What do we learn from this scatterplot?
  - form
  - pattern
  - strength
  - overall takeaway in the context of the data

In [None]:
# Guess the correlation before running this cell
correlation(demographics, 'College%', 'Median Income')

In [None]:
regression_slope = slope(demographics, 'College%', 'Median Income')
regression_intercept = intercept(demographics, 'College%', 'Median Income')
regression_slope, regression_intercept

In [None]:
# Recall, fitted_values takes a table and two column labels
# it returns the array of regression estimates (linear regression)
predicted = fitted_values(demographics, 'College%', 'Median Income')
predicted[:10]

In [None]:
# Add the predictions to our table and make a scatterplot
demographics = demographics.with_column(
    'Linear Prediction', predicted)
demographics.scatter('College%')

In [None]:
# The errors in our predictions are actual values minus predicted values
actual = demographics.column('Median Income')
errors = actual - predicted

In [None]:
# Add the errors to our table
demographics.with_column('Error', errors)

In [None]:
# What's the error, on average?

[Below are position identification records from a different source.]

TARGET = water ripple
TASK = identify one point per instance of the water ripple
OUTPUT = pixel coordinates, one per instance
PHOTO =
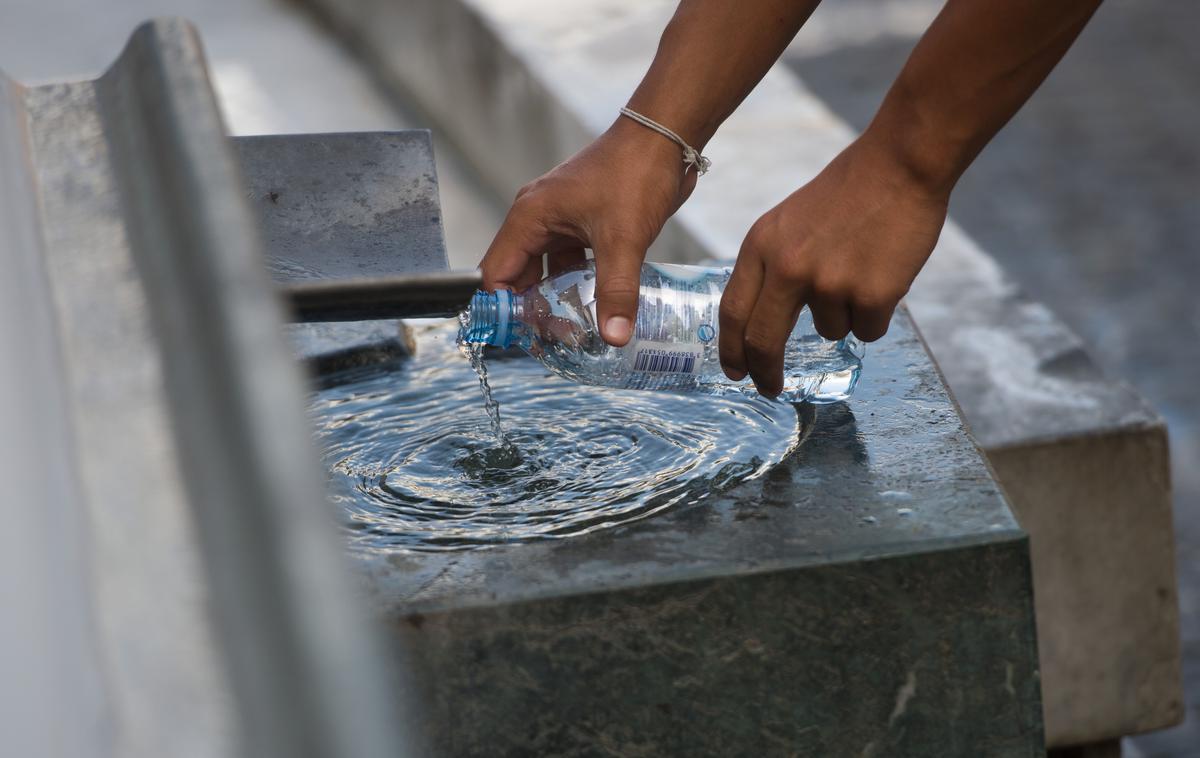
(414, 462)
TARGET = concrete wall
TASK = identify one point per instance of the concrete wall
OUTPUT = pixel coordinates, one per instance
(519, 85)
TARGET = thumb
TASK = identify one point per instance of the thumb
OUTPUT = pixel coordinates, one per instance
(618, 281)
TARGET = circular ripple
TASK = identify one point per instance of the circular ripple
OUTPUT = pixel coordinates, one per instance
(414, 462)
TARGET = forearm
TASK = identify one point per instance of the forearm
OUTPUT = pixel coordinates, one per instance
(709, 58)
(971, 72)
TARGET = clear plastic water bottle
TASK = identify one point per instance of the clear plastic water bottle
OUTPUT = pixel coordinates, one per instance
(675, 342)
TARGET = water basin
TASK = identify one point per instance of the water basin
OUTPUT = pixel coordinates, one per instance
(414, 463)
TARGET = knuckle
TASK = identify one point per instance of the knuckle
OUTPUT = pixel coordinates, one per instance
(879, 300)
(835, 289)
(873, 332)
(761, 235)
(617, 287)
(791, 271)
(733, 311)
(760, 348)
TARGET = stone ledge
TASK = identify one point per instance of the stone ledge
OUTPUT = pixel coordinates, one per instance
(520, 85)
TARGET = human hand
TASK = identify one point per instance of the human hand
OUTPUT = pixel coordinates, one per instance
(849, 245)
(613, 197)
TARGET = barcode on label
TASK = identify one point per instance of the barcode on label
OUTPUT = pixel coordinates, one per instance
(665, 361)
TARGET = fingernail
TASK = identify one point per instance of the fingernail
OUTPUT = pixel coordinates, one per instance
(618, 329)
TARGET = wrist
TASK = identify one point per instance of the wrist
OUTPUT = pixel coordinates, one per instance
(649, 148)
(917, 145)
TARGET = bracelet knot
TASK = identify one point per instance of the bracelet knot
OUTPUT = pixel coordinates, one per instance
(691, 157)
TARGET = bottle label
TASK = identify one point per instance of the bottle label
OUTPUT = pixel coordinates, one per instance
(666, 358)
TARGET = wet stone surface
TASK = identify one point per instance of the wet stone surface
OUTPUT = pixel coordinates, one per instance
(843, 601)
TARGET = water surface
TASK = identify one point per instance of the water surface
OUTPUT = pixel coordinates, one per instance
(415, 463)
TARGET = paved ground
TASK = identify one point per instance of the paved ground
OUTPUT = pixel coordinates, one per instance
(1091, 199)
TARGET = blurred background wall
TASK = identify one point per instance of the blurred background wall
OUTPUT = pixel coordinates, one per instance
(1090, 198)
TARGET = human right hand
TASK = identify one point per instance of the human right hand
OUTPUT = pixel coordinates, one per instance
(612, 197)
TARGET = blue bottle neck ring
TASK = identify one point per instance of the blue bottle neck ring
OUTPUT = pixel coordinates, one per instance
(490, 319)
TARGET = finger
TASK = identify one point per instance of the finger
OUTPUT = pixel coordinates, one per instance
(766, 335)
(515, 254)
(618, 282)
(831, 316)
(564, 259)
(870, 322)
(737, 305)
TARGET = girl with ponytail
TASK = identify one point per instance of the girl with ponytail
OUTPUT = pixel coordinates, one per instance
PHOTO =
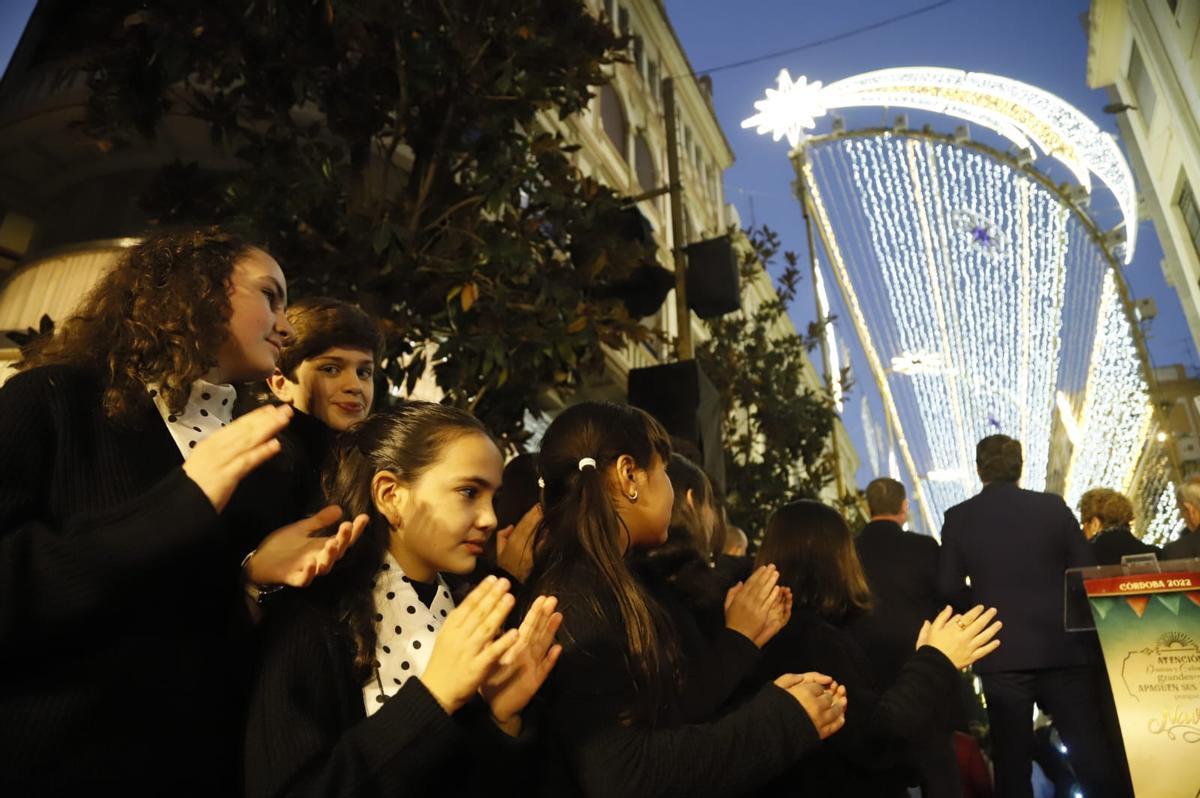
(613, 703)
(370, 684)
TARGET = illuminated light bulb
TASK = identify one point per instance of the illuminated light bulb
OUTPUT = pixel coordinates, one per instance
(919, 363)
(1068, 417)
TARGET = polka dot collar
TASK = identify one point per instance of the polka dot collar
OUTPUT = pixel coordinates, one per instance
(208, 409)
(405, 631)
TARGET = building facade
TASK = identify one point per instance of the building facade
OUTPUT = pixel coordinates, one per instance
(1146, 53)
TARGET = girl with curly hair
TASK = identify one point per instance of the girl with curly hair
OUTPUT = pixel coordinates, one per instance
(129, 496)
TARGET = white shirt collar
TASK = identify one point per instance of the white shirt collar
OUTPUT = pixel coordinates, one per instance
(208, 409)
(405, 631)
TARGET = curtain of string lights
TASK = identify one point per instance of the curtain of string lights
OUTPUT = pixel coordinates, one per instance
(985, 306)
(984, 298)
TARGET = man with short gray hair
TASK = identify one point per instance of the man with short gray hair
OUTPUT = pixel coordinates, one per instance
(1013, 546)
(1188, 543)
(901, 571)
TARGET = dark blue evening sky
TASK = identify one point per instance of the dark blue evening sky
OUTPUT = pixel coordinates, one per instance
(1043, 42)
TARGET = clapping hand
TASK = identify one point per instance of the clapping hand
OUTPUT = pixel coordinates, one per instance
(293, 556)
(822, 697)
(759, 609)
(965, 639)
(222, 460)
(467, 651)
(525, 667)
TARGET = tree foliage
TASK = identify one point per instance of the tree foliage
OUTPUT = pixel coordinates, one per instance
(407, 154)
(777, 427)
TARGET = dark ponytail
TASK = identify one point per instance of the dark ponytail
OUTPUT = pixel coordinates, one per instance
(405, 439)
(582, 540)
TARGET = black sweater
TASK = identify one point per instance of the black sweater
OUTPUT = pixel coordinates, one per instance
(309, 735)
(593, 750)
(864, 757)
(124, 636)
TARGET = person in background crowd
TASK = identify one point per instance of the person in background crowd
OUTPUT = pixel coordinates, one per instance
(129, 496)
(615, 726)
(733, 564)
(1107, 517)
(901, 573)
(327, 370)
(517, 515)
(736, 543)
(358, 685)
(1188, 541)
(327, 373)
(1014, 546)
(813, 549)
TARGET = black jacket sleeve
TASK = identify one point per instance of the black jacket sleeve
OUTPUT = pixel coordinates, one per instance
(732, 755)
(307, 733)
(714, 679)
(57, 576)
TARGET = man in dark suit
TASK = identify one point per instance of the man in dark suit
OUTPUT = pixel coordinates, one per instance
(1008, 549)
(1188, 543)
(901, 571)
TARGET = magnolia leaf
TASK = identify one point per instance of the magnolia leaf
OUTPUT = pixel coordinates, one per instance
(468, 295)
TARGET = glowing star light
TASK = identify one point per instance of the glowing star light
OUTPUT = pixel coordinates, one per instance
(787, 111)
(1021, 113)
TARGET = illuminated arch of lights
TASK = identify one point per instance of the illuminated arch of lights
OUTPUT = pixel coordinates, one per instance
(984, 298)
(1024, 114)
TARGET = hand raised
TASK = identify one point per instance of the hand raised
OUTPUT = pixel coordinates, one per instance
(749, 606)
(777, 618)
(222, 460)
(293, 556)
(525, 667)
(966, 639)
(466, 649)
(823, 700)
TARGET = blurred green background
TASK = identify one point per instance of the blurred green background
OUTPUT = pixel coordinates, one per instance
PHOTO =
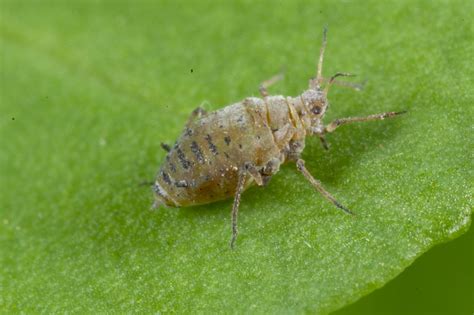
(134, 61)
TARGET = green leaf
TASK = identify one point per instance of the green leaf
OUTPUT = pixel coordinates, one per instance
(89, 90)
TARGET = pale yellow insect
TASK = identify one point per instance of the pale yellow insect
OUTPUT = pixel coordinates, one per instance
(221, 153)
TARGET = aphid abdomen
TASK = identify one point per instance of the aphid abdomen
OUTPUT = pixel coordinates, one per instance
(204, 163)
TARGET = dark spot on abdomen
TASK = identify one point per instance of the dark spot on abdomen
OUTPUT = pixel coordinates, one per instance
(166, 177)
(197, 152)
(182, 159)
(212, 146)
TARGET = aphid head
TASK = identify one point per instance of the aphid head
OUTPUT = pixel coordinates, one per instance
(315, 102)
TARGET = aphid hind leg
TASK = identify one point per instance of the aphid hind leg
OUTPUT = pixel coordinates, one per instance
(344, 121)
(165, 147)
(235, 207)
(317, 185)
(266, 84)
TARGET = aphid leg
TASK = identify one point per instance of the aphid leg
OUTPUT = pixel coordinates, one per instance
(197, 113)
(252, 170)
(343, 121)
(317, 184)
(235, 207)
(324, 142)
(266, 84)
(165, 147)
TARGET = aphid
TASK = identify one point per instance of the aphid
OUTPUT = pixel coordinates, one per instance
(222, 153)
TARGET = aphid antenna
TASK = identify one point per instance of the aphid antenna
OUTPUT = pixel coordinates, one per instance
(319, 70)
(333, 78)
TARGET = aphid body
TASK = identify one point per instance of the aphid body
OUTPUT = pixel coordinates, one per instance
(222, 153)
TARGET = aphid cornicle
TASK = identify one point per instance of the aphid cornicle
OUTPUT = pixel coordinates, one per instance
(222, 153)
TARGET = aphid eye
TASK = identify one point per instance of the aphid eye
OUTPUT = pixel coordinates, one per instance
(316, 110)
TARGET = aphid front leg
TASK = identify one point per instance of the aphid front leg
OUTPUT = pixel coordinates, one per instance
(266, 84)
(196, 114)
(343, 121)
(253, 171)
(317, 184)
(235, 208)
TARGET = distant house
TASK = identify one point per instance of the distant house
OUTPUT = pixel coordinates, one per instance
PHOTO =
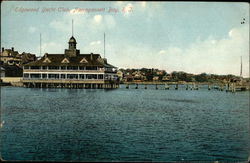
(166, 78)
(2, 72)
(120, 75)
(155, 78)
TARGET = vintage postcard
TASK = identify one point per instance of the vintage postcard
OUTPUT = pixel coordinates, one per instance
(125, 81)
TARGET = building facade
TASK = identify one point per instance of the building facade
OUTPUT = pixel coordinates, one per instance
(70, 70)
(13, 58)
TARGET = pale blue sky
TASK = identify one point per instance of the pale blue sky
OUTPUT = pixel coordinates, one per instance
(194, 37)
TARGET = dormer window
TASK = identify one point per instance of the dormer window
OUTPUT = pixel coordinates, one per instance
(46, 60)
(84, 60)
(65, 60)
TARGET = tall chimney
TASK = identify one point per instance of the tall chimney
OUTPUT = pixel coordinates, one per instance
(91, 56)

Why?
np.mean(errors)

In [None]:
# Here is the mean squared error, square-rooted 
# This is the usual way to quantify how well the regression line fits the data
# A LOWER R.M.S.E. (root mean square error) is BETTER
np.mean(errors ** 2) ** 0.5

In [None]:
# Visualize some errors
demographics_errors(regression_slope, regression_intercept)

In [None]:
# takes any slope, any intercept

demographics_errors(1500, 20000)

In [None]:
demographics_errors(-1000, 75000)

### Root Mean Square Error ###

In [None]:
show_demographics_rmse(-1000, 75000)

In [None]:
show_demographics_rmse(1500, 20000)

In [None]:
show_demographics_rmse(regression_slope, regression_intercept)

### How to find the best-fitting line?

To find the best-fitting line, we need to choose the slope and intercept that minimize RMSE. Using calculus, folks have proven that the linear regression formulas we've been using actually do this.

The "least squares" regression line (the one that minimizes RMSE) is exactly the "linear regression" line we've already learned to calculate.